I suspect the Left’s failure to use rhetoric effectively is a significant explanation for why Republicans retain a strong constituency, despite the unpopularity of their ideas. Linguist George Lakoff once argued that Democrats lost in part because they weren’t as good at “framing” as Republicans, who used clever tricks like recasting the estate tax as a “death tax.”
Framing isn’t everything, and progressives shouldn’t become as shameless as Fox News in manipulating people through deceitful propaganda.

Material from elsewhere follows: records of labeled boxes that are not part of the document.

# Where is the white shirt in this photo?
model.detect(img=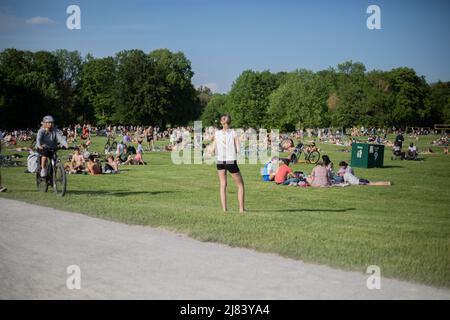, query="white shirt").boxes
[214,129,236,161]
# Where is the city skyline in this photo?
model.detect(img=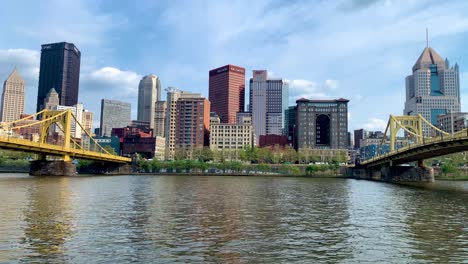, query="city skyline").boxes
[0,1,468,130]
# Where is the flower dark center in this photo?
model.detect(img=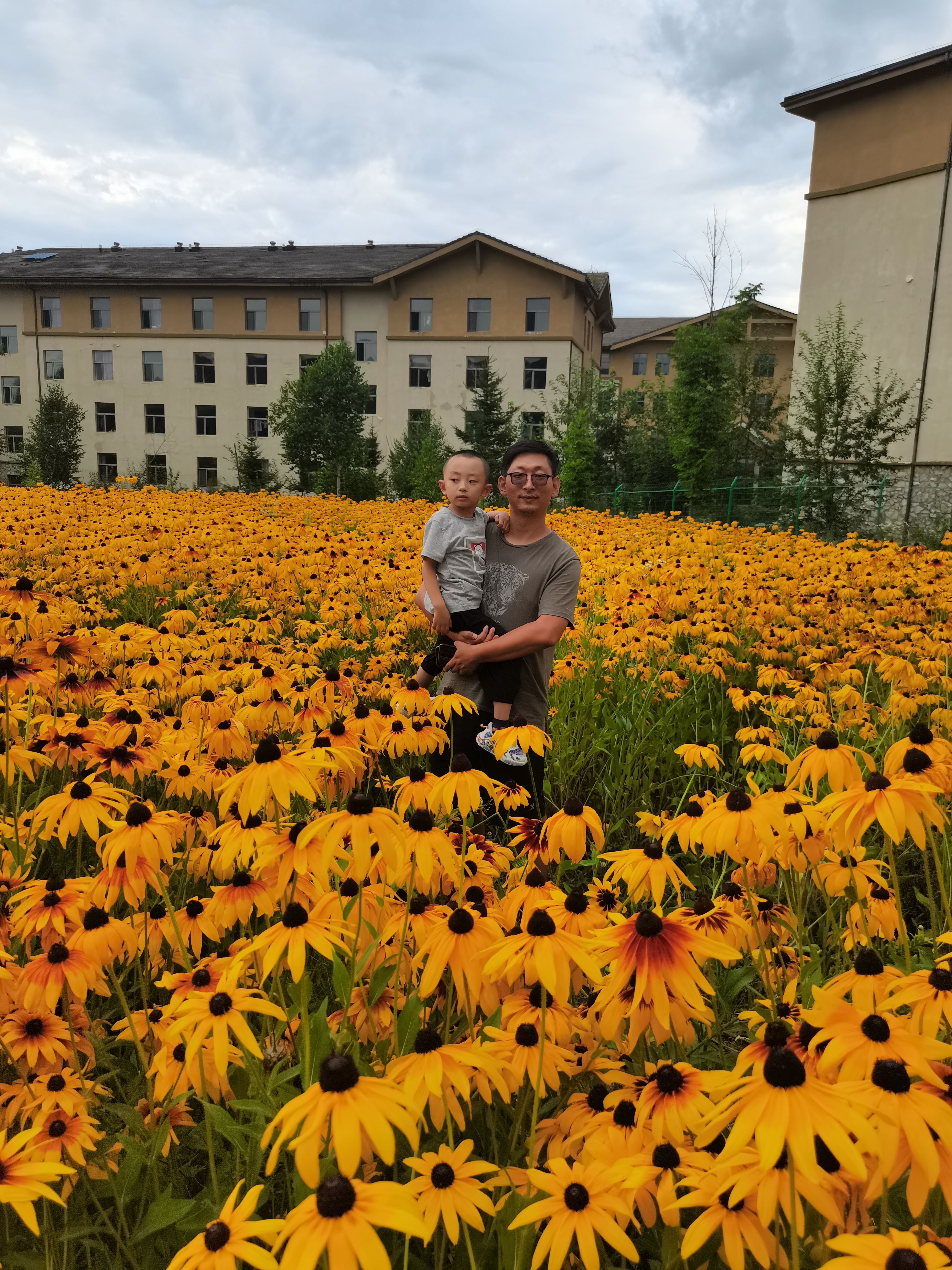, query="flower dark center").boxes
[562,1182,589,1209]
[414,1027,443,1054]
[317,1054,361,1093]
[317,1175,357,1217]
[651,1142,680,1168]
[859,1015,890,1045]
[872,1058,913,1093]
[724,790,750,812]
[280,899,307,931]
[655,1063,684,1093]
[515,1024,538,1049]
[447,908,476,935]
[764,1049,806,1090]
[635,911,664,940]
[526,908,555,937]
[430,1159,456,1190]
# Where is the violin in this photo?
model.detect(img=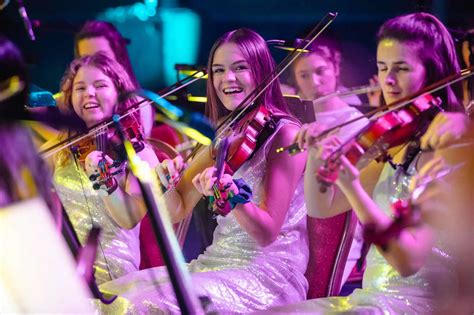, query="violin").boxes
[317,94,442,192]
[211,105,276,215]
[71,116,145,193]
[363,163,458,251]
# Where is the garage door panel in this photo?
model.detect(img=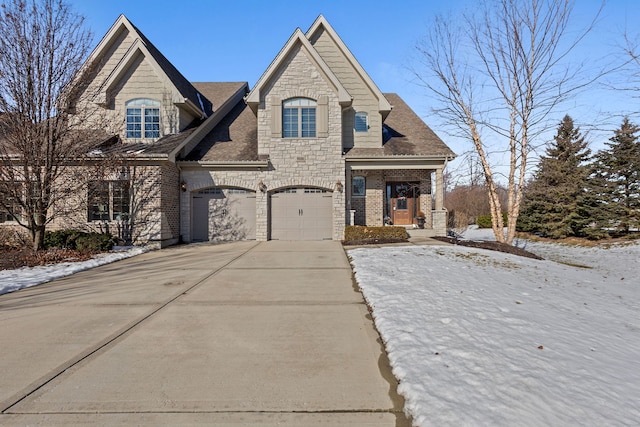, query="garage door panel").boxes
[271,188,333,240]
[192,188,256,241]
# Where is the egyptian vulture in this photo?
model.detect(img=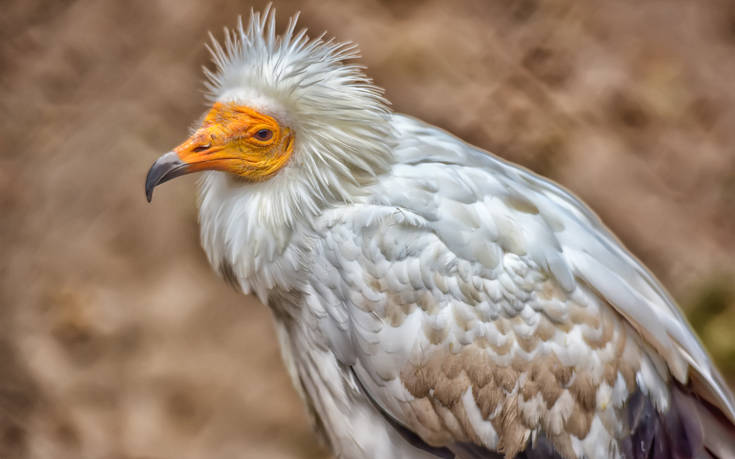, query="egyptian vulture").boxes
[146,9,735,459]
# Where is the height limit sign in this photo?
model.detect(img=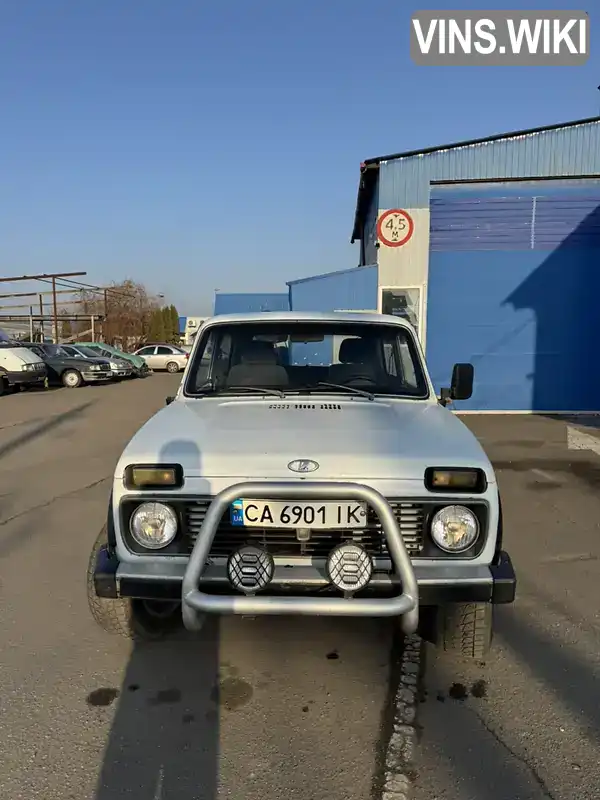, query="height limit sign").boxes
[377,208,415,247]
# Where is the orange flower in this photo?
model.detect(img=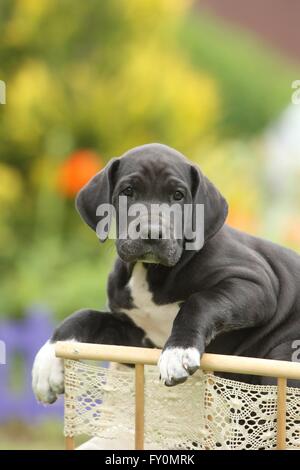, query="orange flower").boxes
[57,149,103,198]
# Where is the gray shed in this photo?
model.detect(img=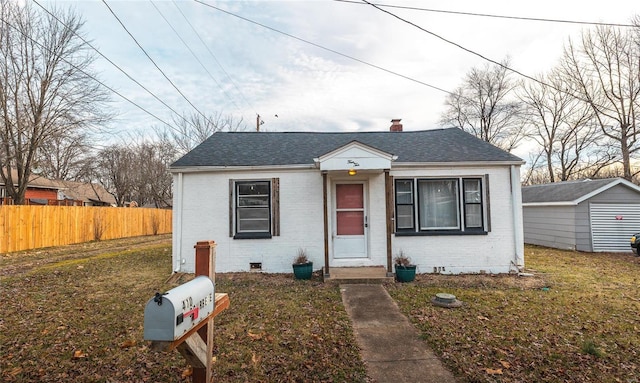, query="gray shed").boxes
[522,178,640,252]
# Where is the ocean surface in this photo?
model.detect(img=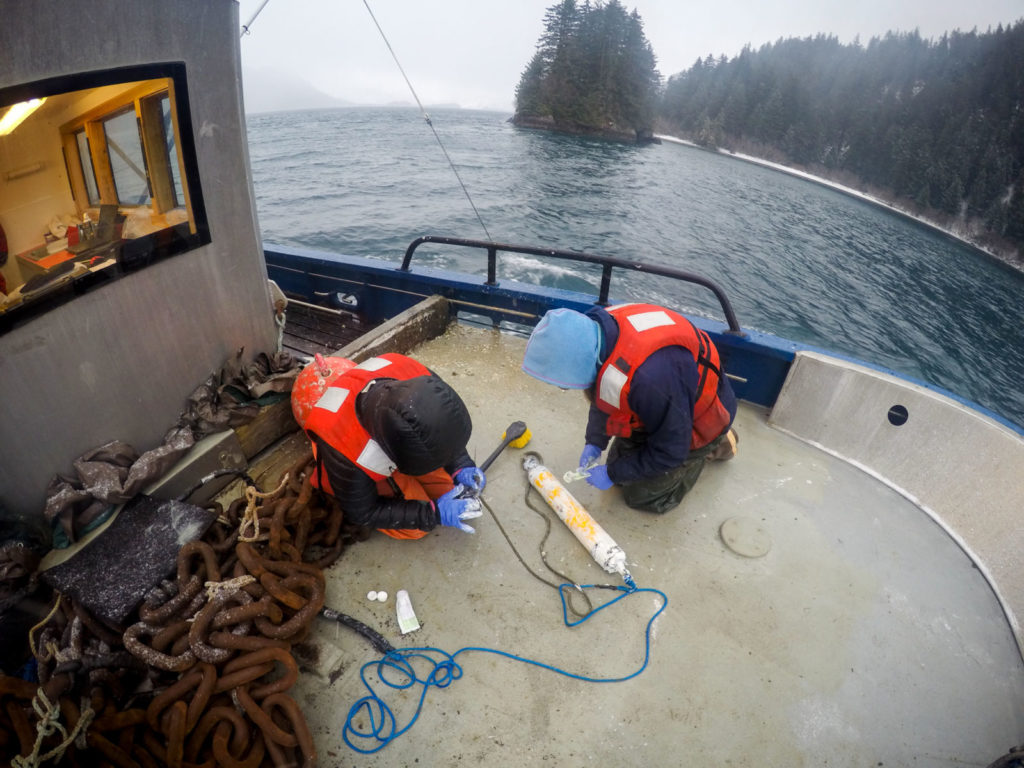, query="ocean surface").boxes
[247,108,1024,434]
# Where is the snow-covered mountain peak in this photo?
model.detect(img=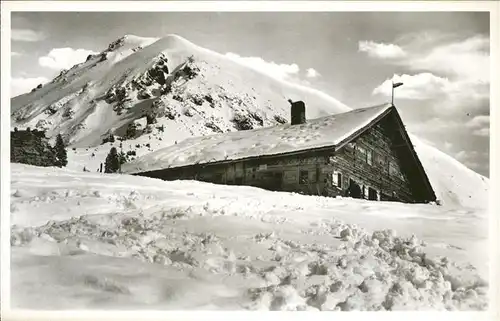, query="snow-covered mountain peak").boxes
[11,34,489,207]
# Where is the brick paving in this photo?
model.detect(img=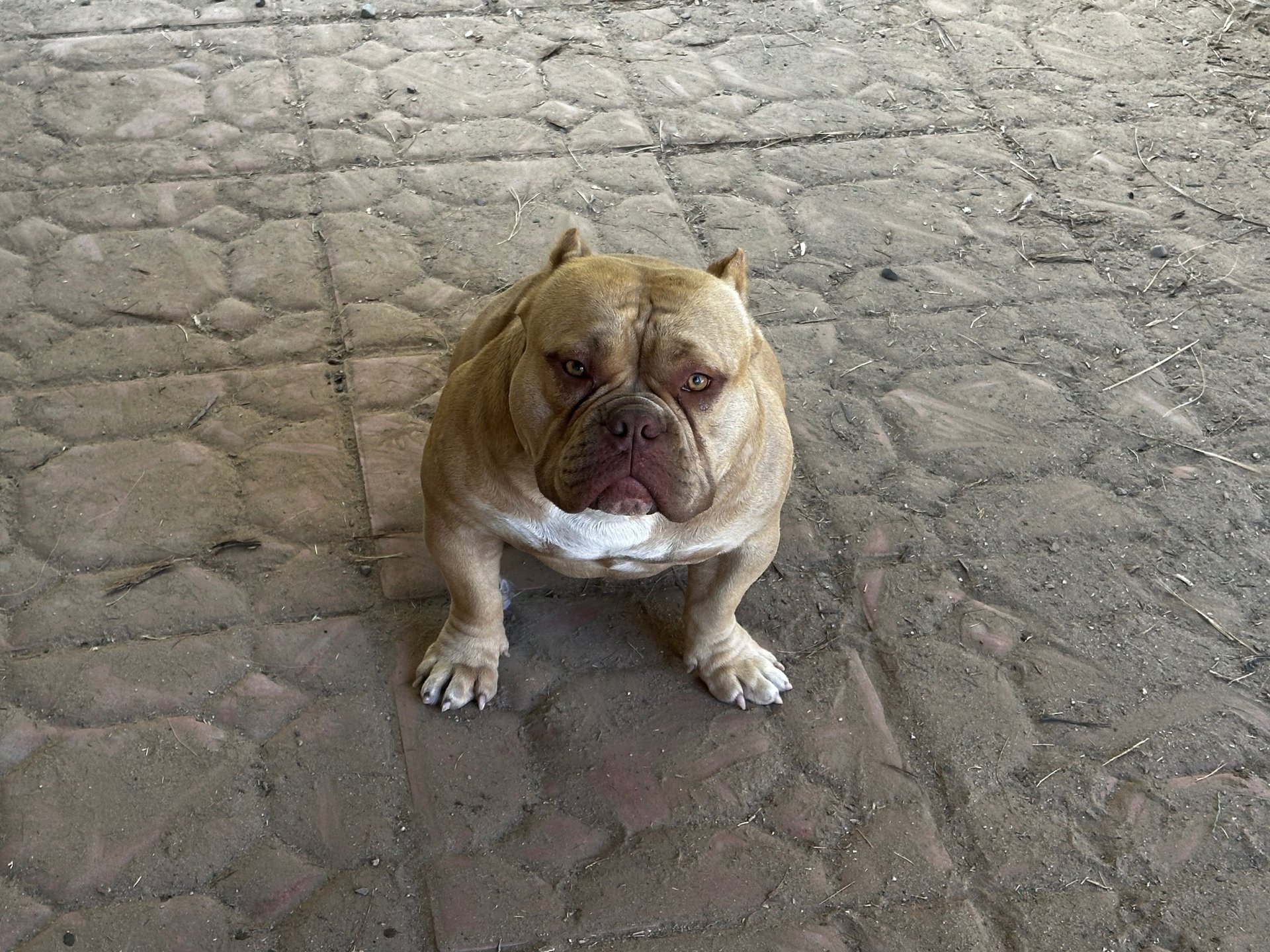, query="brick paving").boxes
[0,0,1270,952]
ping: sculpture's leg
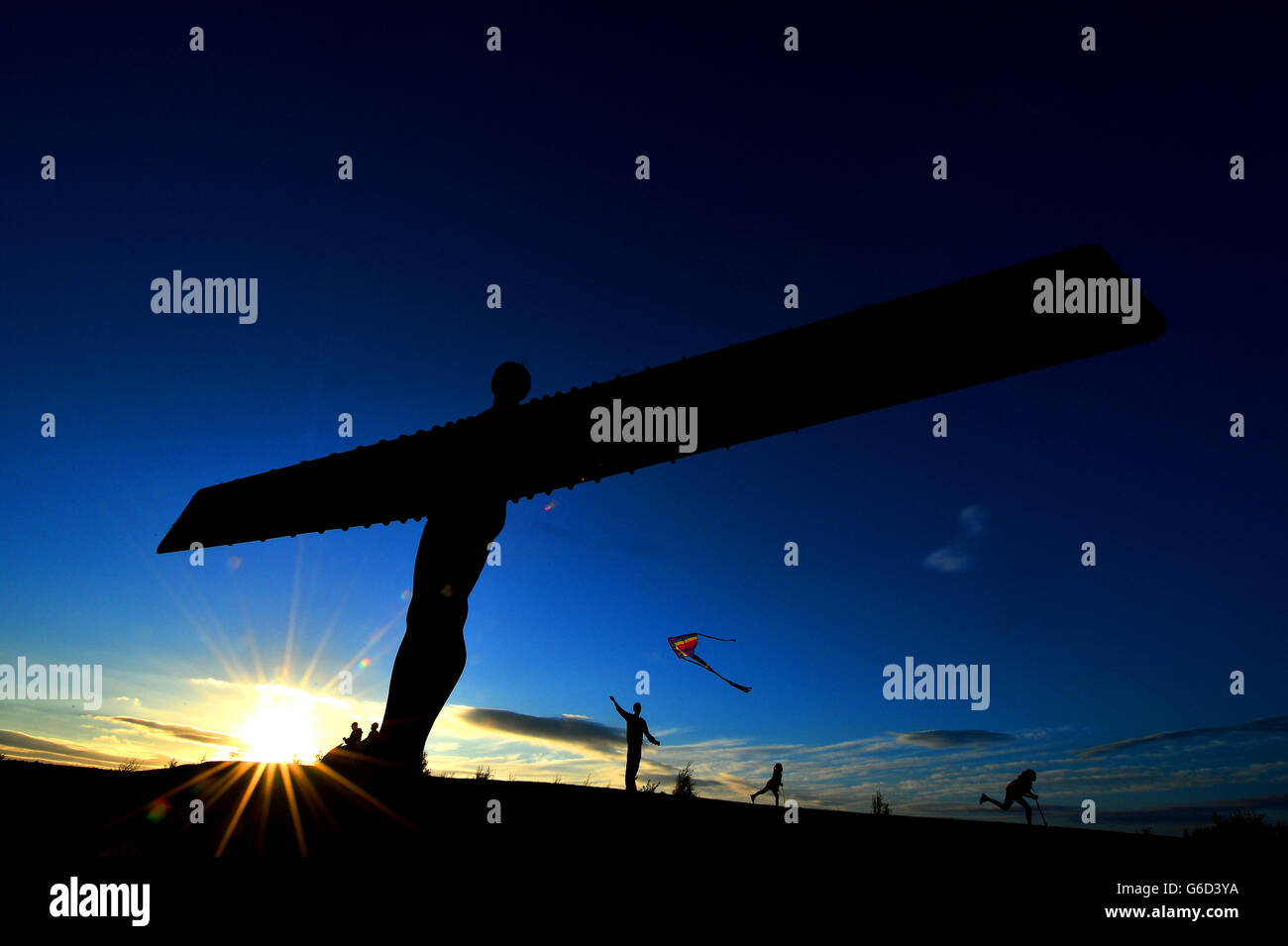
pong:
[376,497,505,767]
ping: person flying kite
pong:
[666,635,751,692]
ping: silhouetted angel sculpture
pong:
[366,362,532,771]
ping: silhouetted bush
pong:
[674,762,698,798]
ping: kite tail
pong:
[702,661,751,692]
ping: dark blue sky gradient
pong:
[0,4,1288,828]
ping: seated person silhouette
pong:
[751,762,783,804]
[608,696,662,791]
[344,723,362,749]
[366,362,532,773]
[979,769,1038,825]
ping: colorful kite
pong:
[666,635,751,692]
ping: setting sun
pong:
[241,687,322,762]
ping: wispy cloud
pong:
[922,546,970,572]
[896,730,1015,749]
[0,730,136,766]
[95,715,246,748]
[1078,715,1288,760]
[458,706,626,752]
[921,503,988,572]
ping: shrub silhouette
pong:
[674,762,698,798]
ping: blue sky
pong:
[0,5,1288,829]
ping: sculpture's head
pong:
[492,362,532,407]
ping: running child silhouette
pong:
[979,769,1038,825]
[751,762,783,805]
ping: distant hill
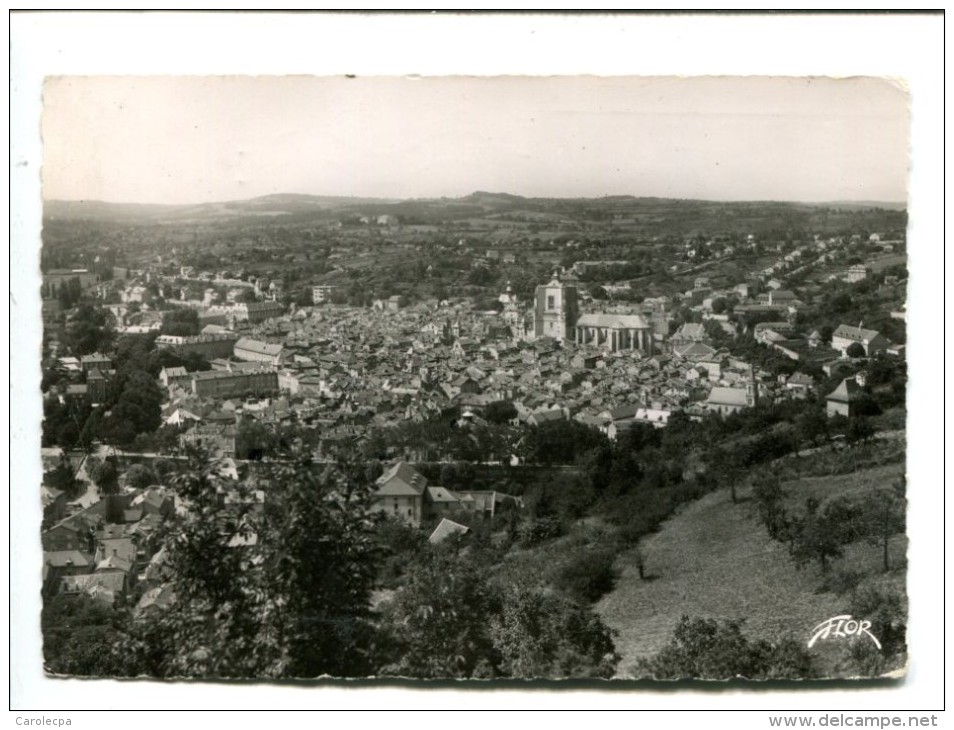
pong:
[44,191,905,232]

But they should pick up books by people like Sowell, Ben Shapiro, and Mark Levin to understand why conservatives consistently win public debates and sell more copies of their books.
Bernie Sanders and Ronald Reagan don’t have a lot in common, but one quality they do share is their uncommon ability to boil complicated ideas down into simple, intelligible rhetoric. Progressives who want to win should take notes.
Nathan J. Robinson is the editor in chief of Current Affairs magazine and the author of Responding to the Right: Brief Replies to 25 Conservative Arguments.
The views expressed in this article are the writer’s own.